The patent relates to an adding machine in which a registering wheel or disk containing a row of numbers and enclosed in a suitable casing is rotated by a series of key levers, each key lever being provided with a number. Upon depressing one of the said key levers, the registering wheel is rotated so as to expose, through an opening in the casing, a number corresponding with the number on the key lever, and upon depressing two or more of the key levers, successively, the number representing the numbers on all of the key levers depressed added together will be indicated on the registering wheel through the opening in the casing.
One of the most famous patents of Gubelmann was US1429201 from 1922 (Interestingly, the inventor needed more than 22 years to get this patent). It was for an adding and recording machine with a plurality of sets of totalizer wheels and an associated printing mechanism capable of printing items introduced into the sets of totalizer wheels, and also of printing totals under the control of either of the sets of totalizer wheels.
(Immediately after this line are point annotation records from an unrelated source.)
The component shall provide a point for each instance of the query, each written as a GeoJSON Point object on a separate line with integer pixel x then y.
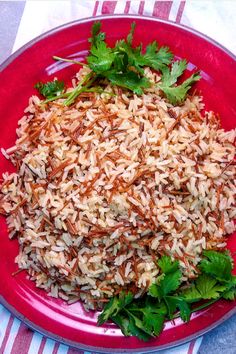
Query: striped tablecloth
{"type": "Point", "coordinates": [36, 17]}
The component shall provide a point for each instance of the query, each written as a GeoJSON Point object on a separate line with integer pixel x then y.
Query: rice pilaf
{"type": "Point", "coordinates": [105, 187]}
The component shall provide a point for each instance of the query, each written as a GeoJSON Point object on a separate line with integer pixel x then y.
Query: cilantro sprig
{"type": "Point", "coordinates": [169, 297]}
{"type": "Point", "coordinates": [123, 65]}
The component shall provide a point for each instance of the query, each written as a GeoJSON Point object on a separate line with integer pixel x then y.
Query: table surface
{"type": "Point", "coordinates": [223, 338]}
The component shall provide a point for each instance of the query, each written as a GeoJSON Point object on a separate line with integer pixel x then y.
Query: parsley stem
{"type": "Point", "coordinates": [80, 88]}
{"type": "Point", "coordinates": [69, 60]}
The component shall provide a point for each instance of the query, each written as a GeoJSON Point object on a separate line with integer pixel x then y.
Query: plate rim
{"type": "Point", "coordinates": [54, 30]}
{"type": "Point", "coordinates": [102, 350]}
{"type": "Point", "coordinates": [9, 307]}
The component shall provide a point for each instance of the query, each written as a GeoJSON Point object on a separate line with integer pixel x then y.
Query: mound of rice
{"type": "Point", "coordinates": [104, 187]}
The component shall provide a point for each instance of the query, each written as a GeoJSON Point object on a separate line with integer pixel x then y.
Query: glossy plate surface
{"type": "Point", "coordinates": [18, 74]}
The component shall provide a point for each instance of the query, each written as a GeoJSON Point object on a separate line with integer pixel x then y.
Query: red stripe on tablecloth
{"type": "Point", "coordinates": [141, 7]}
{"type": "Point", "coordinates": [7, 333]}
{"type": "Point", "coordinates": [162, 9]}
{"type": "Point", "coordinates": [108, 7]}
{"type": "Point", "coordinates": [23, 340]}
{"type": "Point", "coordinates": [127, 7]}
{"type": "Point", "coordinates": [56, 347]}
{"type": "Point", "coordinates": [42, 345]}
{"type": "Point", "coordinates": [95, 8]}
{"type": "Point", "coordinates": [191, 347]}
{"type": "Point", "coordinates": [180, 12]}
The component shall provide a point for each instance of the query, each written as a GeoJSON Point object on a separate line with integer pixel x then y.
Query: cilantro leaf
{"type": "Point", "coordinates": [217, 264]}
{"type": "Point", "coordinates": [144, 317]}
{"type": "Point", "coordinates": [154, 322]}
{"type": "Point", "coordinates": [50, 88]}
{"type": "Point", "coordinates": [230, 294]}
{"type": "Point", "coordinates": [100, 58]}
{"type": "Point", "coordinates": [114, 306]}
{"type": "Point", "coordinates": [137, 329]}
{"type": "Point", "coordinates": [129, 80]}
{"type": "Point", "coordinates": [169, 281]}
{"type": "Point", "coordinates": [174, 303]}
{"type": "Point", "coordinates": [96, 34]}
{"type": "Point", "coordinates": [191, 294]}
{"type": "Point", "coordinates": [122, 321]}
{"type": "Point", "coordinates": [170, 77]}
{"type": "Point", "coordinates": [208, 287]}
{"type": "Point", "coordinates": [177, 94]}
It was further characterized by a mechanism whereby items introduced are printed, a subtotal may be printed, and the subtotalizer cleared, without disturbing the amount standing on a grand totalizer.
Biography of William Gubelmann
William Samuel Gubelmann (in his youth known as “Willie”) was born as Gulielmus Samuel Gubelmann in St. Louis, Missouri, on 7 July 1865. He was the son of Rev. Jacob Samuel Gubelmann (1836-1919) (see the nearby portrait), born in Switzerland, and Sophia E. Holste–Gubelmann (1843-1924), born in Germany.
Jacob “John” Gubelmann was born in Bern, and came to America at age of 12 in 1848 together with his father–Rev. Henry Gubelmann (1811-1883). Next year Jacob was converted and baptized in New York, then in 1852 entered Theological Seminary in Rochester, and finally graduated as a doctor of divinity at Rochester University in 1859. Later he served at churches as pastor for 25 consecutive years, in Louisville, KY (1860-1862), St Louis, MO (1862-1868) (where in 1863 he married Sophia Holste, and their first child William was born in 1865), and Philadelphia, PA (1868-1885). In 1885, he was called to Rochester Seminary as a teacher, this place he held for 30 years. Besides William, the family had also Bertha (b. 1867), Albert (b. 1876), and Ella Christine (1880–1950).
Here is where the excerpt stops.